Despite the horror of systematic persecution, the church was active, continuing to care for the almost 1,500 widows and orphans in the congregation. These were under the direct care of “Arch-deacon” Laurence, serving in his position of great trust, which included the care of the treasury and riches of the Church and the distribution of alms to the poor. Laurence had served the church well, and was beloved by the congregation for his deep love of people who were suffering, in ill health, and needing help during these harsh times.

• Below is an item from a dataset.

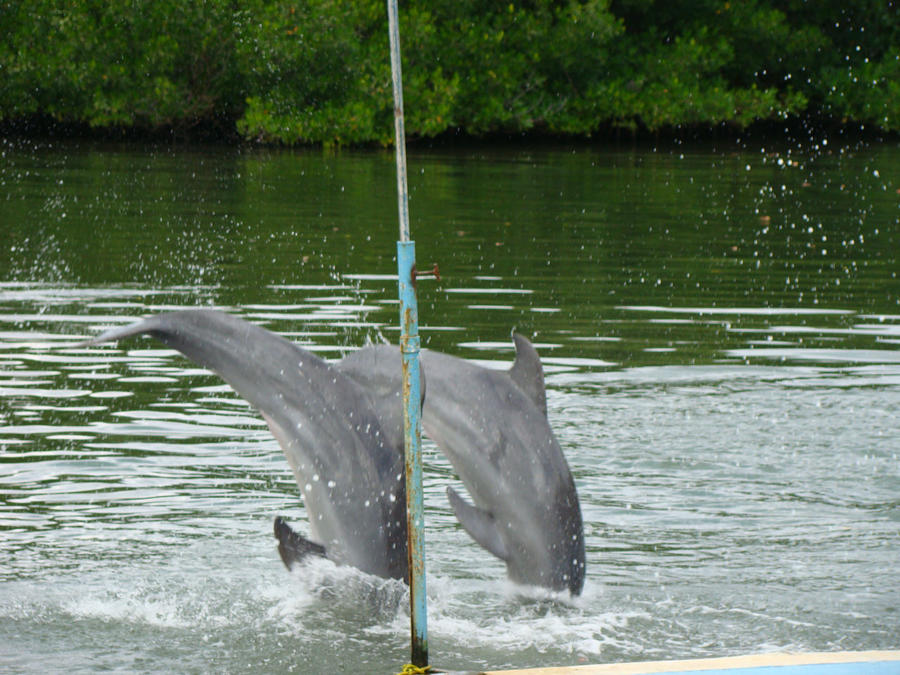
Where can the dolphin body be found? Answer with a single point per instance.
(492, 426)
(340, 426)
(347, 462)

After the death of the church’s pastor and six of the church’s deacons, the day soon came when the official head of the empire’s pagan religions (called the Prefect) demanded that Laurence hand over all of the riches of the church. As the last official church leader, Laurence responded by asking for three days in which to “gather the wealth.” Meanwhile, he worked swiftly to distribute as much church property to the congregation’s poor as possible, so as to prevent it from being seized by the Prefect.

On the third day, at the head of a small delegation, Laurence presented himself to the Prefect. When ordered to show the treasures of the church, he presented some of the poor, the crippled, the blind, and the suffering, and declared that these were the true treasures of the church. He said, "The church is truly rich, far richer than your emperor. These are the treasure of the church. And truly they are treasures, in whom Christ lives, in whom there is faith in Him.” Ambrose, a Church Father, later wrote that “Laurence, who preferred to spend the gold of the church on the poor, rather than keep it in hand for the persecutor, then received the sacred crown of martyrdom for his unique and deep-sighted courage.” Many eye-witnesses testified that Laurence was put to death for this decision on 10 August 258.

As this year comes to an end, and we observe abject needs all around us, in every town and city and country, Laurence’s words remind us that our true treasure is Christ Jesus, the Incarnate God-Man. And that our churches’ riches are the members of our congregations, poor and rich, humble and lofty, unrecognized and lauded. These precious ones are valuable, worth investing our lives to serve, and the dying of self to defend and protect.